Low level laser therapy through the equine tendon in vivo
Keywords:
laser,
fibers,
surgical, Time:02-12-2015
Introduction
Low level
laser fibers therapy (LLLT) is a popular modality in the physiotherapeutic management of human and animal patients. LASER (‘light amplification by the stimulated emission of radiation’) differs from ordinary light in its unique properties of monochromacity (single wavelength), coherence (waves in phase) and collimation (waves in parallel). As a result, it can deliver large amounts of energy to a small region over a short period of time (Kitchen and Partridge, 1991; Low and Reed, 2000).

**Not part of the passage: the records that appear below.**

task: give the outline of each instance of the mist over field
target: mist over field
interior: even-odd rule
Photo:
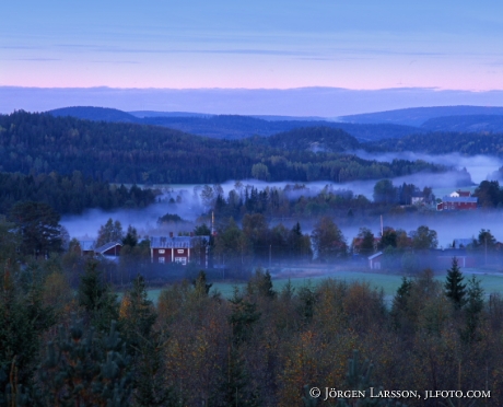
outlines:
[[[391,162],[393,160],[422,160],[430,163],[446,165],[456,168],[465,167],[470,173],[471,179],[477,184],[480,184],[482,181],[488,179],[492,172],[498,171],[498,168],[500,168],[503,165],[503,161],[496,156],[467,156],[458,152],[454,152],[451,154],[433,155],[413,151],[371,153],[363,150],[359,150],[355,151],[354,154],[364,160],[375,160],[381,162]],[[433,185],[431,186],[435,187]]]
[[[364,155],[364,152],[361,152]],[[494,171],[501,165],[499,159],[478,155],[476,158],[468,159],[460,154],[448,154],[444,156],[430,156],[426,154],[413,154],[410,153],[411,158],[418,160],[430,160],[436,159],[438,163],[446,165],[467,166],[475,174],[478,174],[478,178],[475,181],[482,181],[482,175]],[[381,154],[373,155],[369,154],[369,158],[384,160],[393,160],[398,158],[398,154]],[[335,184],[332,182],[313,182],[313,183],[295,183],[295,182],[278,182],[267,183],[256,179],[229,181],[218,186],[211,186],[212,188],[221,188],[223,196],[226,198],[232,189],[238,190],[241,194],[245,194],[246,189],[248,193],[252,187],[258,190],[265,188],[278,188],[281,189],[290,200],[296,200],[301,196],[316,196],[327,186],[335,193],[344,194],[352,191],[354,195],[364,195],[369,199],[373,199],[374,185],[378,179],[351,182]],[[394,185],[398,186],[402,183],[414,184],[419,188],[432,187],[442,189],[455,190],[461,186],[458,184],[463,181],[463,176],[459,172],[453,171],[443,174],[431,174],[431,173],[418,173],[402,177],[393,178]],[[457,185],[457,186],[456,186]],[[469,185],[464,185],[468,187]],[[157,186],[161,187],[161,186]],[[101,225],[105,224],[106,221],[112,218],[119,220],[122,224],[122,229],[126,231],[130,224],[134,226],[141,236],[160,236],[167,235],[169,232],[177,234],[178,232],[189,232],[198,223],[206,222],[209,224],[210,218],[208,216],[209,206],[206,206],[202,198],[202,190],[204,185],[169,185],[162,186],[162,195],[157,197],[157,201],[143,209],[120,209],[115,211],[102,211],[97,209],[86,210],[81,216],[66,216],[61,220],[61,224],[67,228],[72,237],[83,240],[94,240],[97,235],[97,231]],[[437,198],[442,198],[437,196]],[[168,222],[164,224],[157,224],[157,219],[166,213],[178,214],[186,222]],[[201,218],[203,214],[206,217]],[[271,224],[279,222],[284,223],[285,226],[291,228],[297,219],[283,218],[283,219],[269,219]],[[222,221],[215,219],[217,222]],[[311,233],[315,219],[301,219],[301,224],[304,233]],[[340,228],[351,244],[354,236],[358,235],[360,228],[369,228],[375,235],[381,232],[381,217],[376,214],[375,218],[365,218],[365,220],[354,220],[354,222],[348,223],[347,220],[335,219],[336,223],[340,224]],[[416,230],[420,225],[428,225],[438,233],[438,247],[447,247],[452,244],[454,239],[471,239],[477,236],[481,229],[490,229],[491,232],[499,241],[503,241],[503,213],[500,211],[481,211],[476,212],[464,212],[464,213],[448,213],[448,212],[421,212],[421,213],[409,213],[388,216],[384,214],[384,225],[391,226],[394,229],[402,229],[406,232]]]

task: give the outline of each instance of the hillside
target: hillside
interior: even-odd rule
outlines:
[[[436,106],[413,107],[397,111],[365,113],[339,117],[343,121],[355,124],[394,124],[401,126],[421,126],[429,119],[445,116],[503,115],[503,107],[488,106]]]
[[[414,132],[423,132],[417,127],[394,124],[366,125],[320,120],[317,118],[303,119],[294,117],[239,115],[203,115],[196,113],[166,112],[132,112],[131,114],[103,107],[67,107],[49,111],[54,116],[72,116],[87,120],[104,120],[115,123],[137,123],[177,129],[191,135],[217,139],[243,139],[252,136],[268,137],[278,132],[303,127],[330,127],[342,129],[361,141],[372,141],[387,138],[401,138]],[[164,115],[164,116],[162,116]]]
[[[432,132],[411,135],[400,140],[379,140],[362,144],[367,151],[414,151],[430,154],[459,152],[467,155],[503,156],[503,133]]]
[[[467,115],[434,117],[421,128],[430,131],[503,132],[503,115]]]
[[[424,162],[381,163],[304,149],[313,142],[328,142],[341,149],[358,146],[356,140],[340,130],[330,140],[327,135],[334,131],[318,129],[313,137],[306,133],[304,141],[292,140],[291,148],[283,149],[268,144],[264,138],[219,140],[159,126],[20,111],[0,115],[0,171],[24,174],[56,171],[62,175],[80,171],[95,179],[141,184],[213,184],[252,177],[353,181],[445,171],[441,165]],[[278,136],[272,143],[284,143],[285,137]]]
[[[56,117],[78,117],[84,120],[95,121],[118,121],[118,123],[140,123],[137,117],[129,113],[108,107],[93,107],[93,106],[73,106],[56,108],[47,112]]]
[[[341,129],[329,127],[305,127],[273,135],[267,139],[269,146],[284,150],[311,150],[339,152],[361,148],[359,141]]]

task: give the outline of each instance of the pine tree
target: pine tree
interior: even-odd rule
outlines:
[[[461,338],[467,342],[476,340],[477,328],[483,310],[484,291],[480,287],[480,280],[475,276],[468,280],[467,301],[465,306],[466,327],[461,333]]]
[[[82,306],[92,325],[105,330],[113,319],[118,319],[117,295],[103,282],[96,260],[89,260],[78,290],[79,305]]]
[[[401,325],[403,314],[407,312],[407,305],[412,290],[412,280],[402,277],[401,286],[398,288],[391,304],[391,317],[396,327]]]
[[[371,398],[371,387],[374,387],[374,393],[378,393],[382,387],[375,386],[372,381],[374,364],[369,360],[360,362],[360,352],[353,350],[353,357],[348,361],[348,372],[346,373],[346,388],[352,391],[364,392],[365,397],[360,398],[339,398],[336,407],[406,407],[406,405],[386,398]]]
[[[460,310],[466,303],[466,284],[463,283],[465,277],[459,270],[457,258],[453,257],[453,264],[447,270],[444,289],[445,295],[453,301],[456,310]]]
[[[47,344],[47,358],[38,368],[40,397],[51,406],[128,405],[131,377],[126,344],[110,323],[108,333],[85,328],[74,315],[70,329],[59,327]]]
[[[207,283],[204,270],[199,271],[199,275],[197,276],[196,280],[192,280],[192,286],[195,289],[196,296],[198,298],[208,296],[211,287],[213,287],[212,283]]]
[[[143,342],[150,341],[156,318],[153,303],[148,299],[144,278],[138,275],[132,281],[131,290],[125,293],[119,310],[119,322],[128,352],[134,354]]]

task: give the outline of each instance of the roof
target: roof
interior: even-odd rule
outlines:
[[[460,245],[464,245],[465,247],[473,243],[473,237],[471,239],[455,239],[454,240],[454,246],[459,247]]]
[[[108,242],[108,243],[105,243],[103,246],[100,246],[100,247],[96,247],[94,249],[94,252],[96,253],[104,253],[113,247],[116,247],[116,246],[122,246],[122,243],[120,242]]]
[[[174,236],[174,237],[152,237],[151,248],[191,248],[196,242],[210,242],[210,236]]]
[[[94,249],[94,241],[79,241],[81,251],[87,252]]]
[[[376,254],[373,254],[372,256],[369,256],[369,260],[373,260],[376,257],[379,257],[383,255],[383,252],[377,252]]]
[[[477,203],[477,197],[443,197],[443,202]]]

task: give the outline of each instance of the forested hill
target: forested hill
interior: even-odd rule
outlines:
[[[424,162],[379,163],[332,152],[283,150],[253,138],[217,140],[156,126],[22,111],[0,116],[0,171],[24,174],[80,171],[94,179],[142,184],[252,177],[344,182],[445,170]]]
[[[361,148],[358,140],[341,129],[304,127],[271,136],[269,146],[284,150],[344,152]]]
[[[467,155],[503,155],[503,132],[433,132],[400,140],[379,140],[364,146],[367,151],[416,151],[430,154],[459,152]]]
[[[68,176],[54,172],[35,176],[0,173],[0,214],[7,214],[21,201],[44,202],[65,214],[81,213],[87,208],[143,208],[154,200],[152,189],[110,186],[86,178],[79,171]]]
[[[299,118],[294,120],[267,120],[252,116],[238,115],[187,116],[188,114],[180,113],[180,116],[169,115],[163,117],[147,115],[144,117],[138,117],[118,109],[87,106],[65,107],[47,113],[54,116],[72,116],[96,121],[104,120],[163,126],[191,135],[229,140],[243,139],[252,136],[267,137],[295,128],[321,126],[342,129],[362,141],[401,138],[413,132],[428,131],[417,127],[398,126],[393,124],[355,125],[327,120],[301,120]]]
[[[434,117],[467,115],[503,115],[503,107],[498,106],[432,106],[411,107],[396,111],[364,113],[340,117],[344,121],[359,124],[387,123],[405,126],[421,126]]]
[[[430,131],[458,132],[503,132],[502,115],[468,115],[435,117],[426,120],[421,128]]]

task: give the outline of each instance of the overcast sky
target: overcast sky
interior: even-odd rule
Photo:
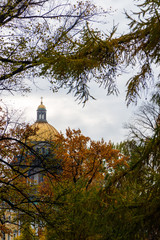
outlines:
[[[115,10],[114,14],[107,17],[107,23],[99,24],[99,27],[107,33],[109,26],[119,22],[119,33],[124,33],[127,29],[126,19],[123,14],[124,9],[133,10],[133,0],[95,0],[98,5],[107,9],[110,6]],[[47,108],[47,119],[58,131],[65,132],[65,129],[80,128],[85,136],[94,140],[104,138],[105,141],[111,140],[114,143],[125,139],[126,130],[123,128],[125,122],[130,121],[134,106],[126,107],[125,103],[125,83],[132,72],[126,72],[117,79],[120,87],[120,95],[106,96],[104,89],[91,83],[91,93],[97,100],[90,100],[85,107],[75,101],[72,94],[66,95],[64,90],[53,94],[49,91],[49,83],[41,83],[41,88],[33,87],[33,91],[27,96],[6,96],[5,102],[10,107],[24,111],[24,118],[27,122],[33,123],[36,120],[36,110],[43,97],[43,103]],[[36,80],[41,81],[40,79]],[[44,80],[43,80],[44,81]]]

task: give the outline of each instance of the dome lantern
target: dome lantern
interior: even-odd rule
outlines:
[[[46,107],[43,105],[43,98],[41,97],[41,104],[37,108],[37,123],[38,122],[47,122],[46,119]]]

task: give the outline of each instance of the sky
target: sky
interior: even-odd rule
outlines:
[[[114,14],[107,16],[107,22],[99,23],[98,27],[105,33],[110,27],[119,23],[118,33],[127,30],[124,9],[135,9],[133,0],[94,0],[94,3],[108,9],[110,6]],[[133,71],[133,70],[132,70]],[[127,107],[125,102],[125,84],[132,75],[132,71],[126,71],[118,79],[120,89],[119,96],[107,96],[106,91],[95,83],[90,84],[91,93],[96,100],[90,99],[85,106],[78,104],[72,94],[66,94],[65,90],[54,93],[49,90],[47,80],[35,79],[39,87],[33,86],[31,93],[21,95],[7,95],[3,101],[10,108],[16,108],[23,112],[26,122],[34,123],[36,110],[40,104],[41,97],[47,109],[47,120],[59,132],[65,133],[65,129],[80,129],[85,136],[92,140],[101,140],[118,143],[126,138],[127,130],[124,124],[133,117],[136,106]]]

The use of low powered
surgical laser fibers(<500mW, <35J/cm², typical wavelengths of 600-1300nm) in the management of pain, wound healing and soft tissue injury was developed in the 1960s and has grown steadily since (Baxter, 2002). Low level laser therapy is believed to have photochemical rather than thermal effects because low irradiation levels are used and no appreciable temperature rise takes place (Kitchen and Partridge, 1991). The photochemical theory, which is not yet universally accepted, postulates that the absorbed light interacts with chromophores (organic molecules) which in turn modulate cellular activities (Beckerman et al., 1992; Chartered Society of Physiotherapists, 1998; Baxter, 1999). Research, therefore, centres on the cellular effects of laser as well as the effects that lasers have on wound healing, pain and musculoskeletal conditions. Cellular research has demonstrated that LLLT reduced experimentally induced inflammation by 20-30% and that wavelengths of 660, 820 and 870 nm encouraged macrophages to stimulate fibroblast proliferation (Young et al., 1989; Honmura et al., 1992).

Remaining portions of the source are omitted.